A leading semiconductor equipment manufacturer has been utilizing a Winchester Interconnect RF cable assembly featuring Winchester’s quick disconnect SQS connectors and a competitor’s cable in an application requiring repeated, constant flexure. In this application over the product’s lifecycle, there have been multiple failures due to the FEP jacket cracking and the kinking of the competitor’s cable. The customer utilizes this particular cable across multiple platforms and due to strict Copy Exact (CE) requirements, it was difficult to change any of the components in the current cable assembly design.
The customer approached Winchester when a new design opportunity presented itself. The customer had a new application but wanted to replace the cable due to the history of the FEP jacket cracking over time. In past applications across multiple platforms, the customer had utilized Winchester’s Tru-Win™ TRU-560 flexible cable to solve the cracking and kinking issues exhibited in the competitor’s cables. The challenge for this new application, however, was that the cable required a higher current carrying capacity which in turn meant the cable needed to have a 200℃ temperature rating while still providing optimal flexibility. What ensued was a year-long collaborative effort between Winchester engineers and the customer’s design team to develop an effective RF cable assembly solution that addressed both the legacy issues of the competitor’s cable and the new requirements for a higher performing solution in a demanding, high cost of failure application.
Winchester first recommended a new version of its Tru-Win TRU-500 cable with a modified outer Fluoroelastomer jacket. This solution provided the flexibility of a Tru-Win TRU-560 cable while also providing a solution for the cracking issue that the FEP jacketed cable had exhibited over time. The Fluoroelastomer jacket solution also had the additional advantage of a 200℃ temperature rating. As a result of the new construction, this cable is more mechanically durable than the competitor’s cable. The new application also required increased current capacity, which resulted in excessive heating of the cable from the inside. Due to safety standards, the surface temperature of the assembly could not exceed certain temperature limits. In order to meet these requirements, Winchester RF engineers recommended incorporating a fiberglass sleeve over the entire cable assembly. Winchester provided two sample assemblies for testing and evaluation. It was determined that loose fiberglass particles from the fiberglass sleeve could create a serious problem in a clean-room environment. The ensuing solution was a resin-filled fiberglass sleeve, which was recommended by Winchester and additional engineering samples built and tested.

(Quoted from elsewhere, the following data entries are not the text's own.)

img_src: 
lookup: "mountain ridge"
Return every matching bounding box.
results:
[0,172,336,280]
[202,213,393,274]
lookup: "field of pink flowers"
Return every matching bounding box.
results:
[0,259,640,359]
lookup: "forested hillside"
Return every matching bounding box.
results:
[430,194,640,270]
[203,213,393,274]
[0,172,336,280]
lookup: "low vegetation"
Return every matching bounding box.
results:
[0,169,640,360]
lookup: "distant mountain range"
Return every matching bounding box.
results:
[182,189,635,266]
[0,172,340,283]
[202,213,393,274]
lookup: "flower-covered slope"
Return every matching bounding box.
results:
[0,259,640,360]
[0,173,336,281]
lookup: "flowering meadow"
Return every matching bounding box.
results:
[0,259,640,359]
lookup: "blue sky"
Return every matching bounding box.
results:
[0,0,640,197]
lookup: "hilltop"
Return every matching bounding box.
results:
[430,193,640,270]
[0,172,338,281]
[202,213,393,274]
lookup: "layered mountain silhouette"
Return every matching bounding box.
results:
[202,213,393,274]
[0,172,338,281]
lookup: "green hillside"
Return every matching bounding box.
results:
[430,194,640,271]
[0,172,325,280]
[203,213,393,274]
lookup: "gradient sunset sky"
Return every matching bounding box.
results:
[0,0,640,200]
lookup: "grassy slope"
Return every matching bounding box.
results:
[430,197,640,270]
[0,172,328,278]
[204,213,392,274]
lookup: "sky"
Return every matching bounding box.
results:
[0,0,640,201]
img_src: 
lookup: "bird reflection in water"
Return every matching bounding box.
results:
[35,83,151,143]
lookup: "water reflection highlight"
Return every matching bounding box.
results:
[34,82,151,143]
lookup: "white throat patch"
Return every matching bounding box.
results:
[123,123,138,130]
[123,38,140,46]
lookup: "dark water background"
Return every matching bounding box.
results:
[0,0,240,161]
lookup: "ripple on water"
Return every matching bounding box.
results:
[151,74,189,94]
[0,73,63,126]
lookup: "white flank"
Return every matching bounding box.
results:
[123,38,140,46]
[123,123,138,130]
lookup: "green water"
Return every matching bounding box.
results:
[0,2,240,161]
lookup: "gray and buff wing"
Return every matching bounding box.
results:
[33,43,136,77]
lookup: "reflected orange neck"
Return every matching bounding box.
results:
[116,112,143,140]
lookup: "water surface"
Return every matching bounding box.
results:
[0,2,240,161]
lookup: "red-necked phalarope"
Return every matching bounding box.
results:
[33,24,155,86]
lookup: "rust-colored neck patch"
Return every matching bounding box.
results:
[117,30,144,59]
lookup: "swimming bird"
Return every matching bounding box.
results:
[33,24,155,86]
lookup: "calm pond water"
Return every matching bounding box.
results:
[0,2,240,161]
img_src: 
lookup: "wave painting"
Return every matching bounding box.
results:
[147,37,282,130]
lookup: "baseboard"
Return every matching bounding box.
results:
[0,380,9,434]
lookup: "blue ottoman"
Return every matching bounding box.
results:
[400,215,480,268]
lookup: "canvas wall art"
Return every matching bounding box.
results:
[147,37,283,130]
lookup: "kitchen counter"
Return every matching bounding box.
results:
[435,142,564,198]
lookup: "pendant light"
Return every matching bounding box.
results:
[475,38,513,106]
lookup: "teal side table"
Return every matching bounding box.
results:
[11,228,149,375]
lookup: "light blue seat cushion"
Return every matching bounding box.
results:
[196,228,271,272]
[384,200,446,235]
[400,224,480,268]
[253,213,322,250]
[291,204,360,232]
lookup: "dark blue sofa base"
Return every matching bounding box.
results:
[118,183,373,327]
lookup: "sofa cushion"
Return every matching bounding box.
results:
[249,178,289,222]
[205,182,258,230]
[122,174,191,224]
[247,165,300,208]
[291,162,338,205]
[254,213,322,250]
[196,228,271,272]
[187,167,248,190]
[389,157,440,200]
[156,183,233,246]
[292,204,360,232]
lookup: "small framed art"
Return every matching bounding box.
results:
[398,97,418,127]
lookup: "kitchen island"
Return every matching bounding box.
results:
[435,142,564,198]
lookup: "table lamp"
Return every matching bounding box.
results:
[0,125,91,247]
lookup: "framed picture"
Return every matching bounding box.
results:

The next iteration of the design incorporated a larger inside diameter of the resin-filled fiberglass sleeve. The larger ID created an air layer between the cable jacket and fiberglass sleeve which improved dissipation of heat from the cable and resulted in a reduced outer surface temperature. The use of increased temperature solder at the cable center conductor junction was also utilized due to the elevated center conductor temperature as a result of the higher current requirement. During final design reviews with the customer, it was indicated that some of the assemblies were easier to install and use more than others. A picture of the installation method was supplied by the customer. From this picture, Winchester engineers recommended setting a specific orientation of the right angle connector relative to the lay of the cable. This reduced stress on the cable and allowed for the motion of the assembly to have the same direction as the curve created during cable fabrication. The final iteration of the design includes the specified connector orientation as well as the use of higher temperature rated solder. It is this final solution that has been shipped and put into production by the customer.